Consider cutting your hair short

A short hairstyle can help reduce the shock of potential hair loss, especially if your hair is longer. If things start to get itchy or irritating on your scalp, you might decide to shave your head– it may also give you a sense of being in control.

Handle your hair with care

Be gentle when you brush your hair and avoid styling it with hot tools. Also cut down on the use of hair clips, barrettes, hair ties and anything that causes tension. Use satin pillow cases when you sleep and protect your scalp with sunscreen when you’re outside.

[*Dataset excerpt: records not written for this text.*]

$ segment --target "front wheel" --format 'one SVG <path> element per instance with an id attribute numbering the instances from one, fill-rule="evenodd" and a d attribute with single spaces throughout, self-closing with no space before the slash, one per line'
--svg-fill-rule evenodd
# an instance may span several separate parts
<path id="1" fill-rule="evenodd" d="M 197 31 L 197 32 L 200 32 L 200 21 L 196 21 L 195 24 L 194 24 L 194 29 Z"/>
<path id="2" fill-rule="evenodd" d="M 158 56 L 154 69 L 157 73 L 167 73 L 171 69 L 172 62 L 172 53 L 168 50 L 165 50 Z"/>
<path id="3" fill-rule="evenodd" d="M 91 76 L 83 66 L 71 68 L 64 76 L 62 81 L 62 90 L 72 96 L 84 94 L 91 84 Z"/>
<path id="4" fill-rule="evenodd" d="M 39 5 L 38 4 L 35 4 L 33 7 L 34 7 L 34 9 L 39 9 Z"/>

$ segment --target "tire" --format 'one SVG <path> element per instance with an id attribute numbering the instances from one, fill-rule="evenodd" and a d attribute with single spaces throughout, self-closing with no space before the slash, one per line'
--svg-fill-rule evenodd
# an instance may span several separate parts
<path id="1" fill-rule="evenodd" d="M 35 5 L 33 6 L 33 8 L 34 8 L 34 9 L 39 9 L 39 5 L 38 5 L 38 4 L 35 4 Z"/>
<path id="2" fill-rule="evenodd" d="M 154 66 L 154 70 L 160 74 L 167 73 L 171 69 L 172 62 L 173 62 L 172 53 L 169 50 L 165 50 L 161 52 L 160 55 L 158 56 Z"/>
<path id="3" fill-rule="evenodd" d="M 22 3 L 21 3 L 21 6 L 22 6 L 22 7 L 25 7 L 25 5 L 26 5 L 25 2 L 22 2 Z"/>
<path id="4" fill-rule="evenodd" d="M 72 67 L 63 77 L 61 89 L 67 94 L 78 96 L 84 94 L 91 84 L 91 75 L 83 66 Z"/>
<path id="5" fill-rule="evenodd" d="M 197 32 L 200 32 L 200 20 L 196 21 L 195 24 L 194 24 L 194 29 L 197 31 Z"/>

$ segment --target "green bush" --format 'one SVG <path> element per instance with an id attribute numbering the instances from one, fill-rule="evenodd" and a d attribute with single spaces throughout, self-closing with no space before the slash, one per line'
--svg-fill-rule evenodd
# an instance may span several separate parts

Eat healthy and exercise when you can

Maintaining a well balanced diet, hydrating and trying for daily exercise are key to boosting how you feel. If you need more guidance on setting up a lifestyle routine, talk with your doctor; they may even be able to refer you to a dietitian or rehabilitation therapist who can create a plan tailored to your needs.

Find support

Create a network of friends, family and even professionals that you can turn to. Join a cancer support group and link up with others who have already gone down this path and understand what you’re going through – they will share advice about how to best cope with hair-loss related issues.

Losing your hair can be a visible sign that life has changed, which can be tough to cope with. We hope these tips help you prepare for the bumpy road ahead with confidence and grace.